I'm trying to understand the question from the 'Probability for Risk Management 2e' book and the solution I found online vs. the solution on the answer key does not match.
For the insurance policy that pays $1000$ for an injury and $10000$ for
death, what is the standard deviation for the claim amount on $5$ units
of insurance? (Note: Some employees receive $0 of claim payment. This
value of the random variable must be included in your calculation).
https://fac.ksu.edu.sa/sites/default/files/sol_hw2_math380.pdf (Question #5)
$\mathrm{sd}(\text{claim}) = 0.5017$.
The above looks like it's doing the standard deviation calculation based on the binomial but that formula hasn't been covered up to this point of the book.

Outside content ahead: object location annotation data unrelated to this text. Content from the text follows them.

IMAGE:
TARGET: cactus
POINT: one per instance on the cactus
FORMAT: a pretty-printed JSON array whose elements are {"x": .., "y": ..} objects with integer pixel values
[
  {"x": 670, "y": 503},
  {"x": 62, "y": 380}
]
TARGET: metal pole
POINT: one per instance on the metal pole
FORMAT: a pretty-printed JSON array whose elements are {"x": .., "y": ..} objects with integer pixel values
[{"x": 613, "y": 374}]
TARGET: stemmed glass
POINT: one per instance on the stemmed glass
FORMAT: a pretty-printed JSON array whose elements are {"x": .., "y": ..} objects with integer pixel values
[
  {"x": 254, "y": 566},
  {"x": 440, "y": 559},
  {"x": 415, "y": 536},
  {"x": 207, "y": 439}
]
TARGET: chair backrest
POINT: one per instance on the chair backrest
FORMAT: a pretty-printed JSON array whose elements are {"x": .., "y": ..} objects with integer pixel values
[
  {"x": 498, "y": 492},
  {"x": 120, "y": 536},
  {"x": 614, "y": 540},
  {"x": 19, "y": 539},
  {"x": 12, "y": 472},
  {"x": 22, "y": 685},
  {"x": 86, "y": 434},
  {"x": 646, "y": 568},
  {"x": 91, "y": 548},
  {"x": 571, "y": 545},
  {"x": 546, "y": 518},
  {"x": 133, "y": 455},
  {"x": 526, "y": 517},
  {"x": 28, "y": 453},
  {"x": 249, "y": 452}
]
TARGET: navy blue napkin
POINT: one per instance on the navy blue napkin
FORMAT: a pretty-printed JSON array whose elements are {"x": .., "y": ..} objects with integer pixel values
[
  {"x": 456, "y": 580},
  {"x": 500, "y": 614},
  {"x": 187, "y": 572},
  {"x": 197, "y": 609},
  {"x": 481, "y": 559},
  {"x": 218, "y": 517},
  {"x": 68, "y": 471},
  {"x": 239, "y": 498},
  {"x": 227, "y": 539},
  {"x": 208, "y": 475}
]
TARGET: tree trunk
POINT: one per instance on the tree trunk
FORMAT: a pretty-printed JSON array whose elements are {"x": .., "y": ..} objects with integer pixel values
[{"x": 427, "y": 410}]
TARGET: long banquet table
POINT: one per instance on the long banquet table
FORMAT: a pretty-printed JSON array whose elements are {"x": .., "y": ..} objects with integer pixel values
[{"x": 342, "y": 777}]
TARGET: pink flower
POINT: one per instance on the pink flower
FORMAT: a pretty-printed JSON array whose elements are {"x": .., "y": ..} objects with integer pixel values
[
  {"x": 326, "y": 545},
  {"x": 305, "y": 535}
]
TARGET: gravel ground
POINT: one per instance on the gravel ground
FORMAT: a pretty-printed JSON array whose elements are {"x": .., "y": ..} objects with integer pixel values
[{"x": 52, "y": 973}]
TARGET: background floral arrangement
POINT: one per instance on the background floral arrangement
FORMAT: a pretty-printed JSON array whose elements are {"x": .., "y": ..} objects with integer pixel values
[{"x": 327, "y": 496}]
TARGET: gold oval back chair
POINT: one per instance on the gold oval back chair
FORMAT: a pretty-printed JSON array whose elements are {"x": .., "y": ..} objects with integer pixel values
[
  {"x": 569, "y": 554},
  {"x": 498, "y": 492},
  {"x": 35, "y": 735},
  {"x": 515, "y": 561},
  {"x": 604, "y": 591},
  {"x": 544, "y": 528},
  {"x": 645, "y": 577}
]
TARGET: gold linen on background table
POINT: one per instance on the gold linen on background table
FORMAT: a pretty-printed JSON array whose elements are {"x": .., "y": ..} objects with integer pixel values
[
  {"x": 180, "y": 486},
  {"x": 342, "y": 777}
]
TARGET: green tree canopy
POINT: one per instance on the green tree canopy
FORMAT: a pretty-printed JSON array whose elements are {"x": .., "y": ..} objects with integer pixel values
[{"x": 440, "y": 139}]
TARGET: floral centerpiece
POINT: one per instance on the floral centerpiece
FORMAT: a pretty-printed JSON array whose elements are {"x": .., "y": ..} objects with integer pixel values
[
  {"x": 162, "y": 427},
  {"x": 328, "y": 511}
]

The answer in the book is 3,421.84.
I know that $\mathrm{E}[x] = 114$.
so,
$$
V(x) = ((1000-114)^2 \cdot 7.3\%) + ((10000-114)^2 \cdot 0.41\%) + ((0-114)^2 \cdot 92.19\%)
\approx 469991.004
$$, taking square root $\approx 685.558899001$
Is the 685.55 the std on 1-unit of insurance? How do I get value for 5 units?
Best Answer
I had to read the whole question because the part you quoted provides insufficient information. I will also say that this is a rather poor quality question and solution for reasons we will see shortly.
Let's look at the variance of the claim amount on $5$ units of insurance, with the additional (implied, but required) assumption that:
Then the claim amount random variable $L$ for a single unit of insurance has PMF $$\begin{align*} \Pr[L = 0] &= 0.92\color{red}{2}9 \\ \Pr[L = 1000] &= 0.073 \\ \Pr[L = 10000] &= 0.0041 \\ \end{align*}$$ The expected value of $L$ is $$\operatorname{E}[L] = (0)(0.9229) + (1000)(0.073) + (10000)(0.0041) = 114$$ which is the pure premium. The expected value of $L^2$ is $$\operatorname{E}[L^2] = (0)^2(0.9229) + (1000)^2(0.073) + (10000)^2(0.0041) = 483000.$$ Therefore, the variance on a single unit of insurance is $$\operatorname{Var}[L] = \operatorname{E}[L^2] - \operatorname{E}[L]^2 = 470004.$$ Now, in addition to the implied but unstated assumptions above, we encounter a problem regarding the manner in which the $5$ units of insurance are issued. If they are issued to a single employee, then the variance is $5^2 = 25$ times the variance of $L$, since $$\operatorname{Var}[5L] = 5^2 \operatorname{Var}[L],$$ hence the standard deviation of $5L$ is $5$ times the standard deviation of $L$. This results in an answer closest to that provided by the text: $$\operatorname{SD}[5L] = 5 \operatorname{SD}[L] = 5\sqrt{470004} \approx 3427.84.$$ However, this is not explicitly stated. One unit can be assigned to each of $5$ employees, in which case the variance is the sum of $5$ independent and identically distributed claim amount variables: $$\operatorname{Var}[L_1 + L_2 + L_3 + L_4 + L_5] = 5\operatorname{Var}[L],$$ and the standard deviation is only $\sqrt{5 \operatorname{Var}[L]} \approx 1532.98$.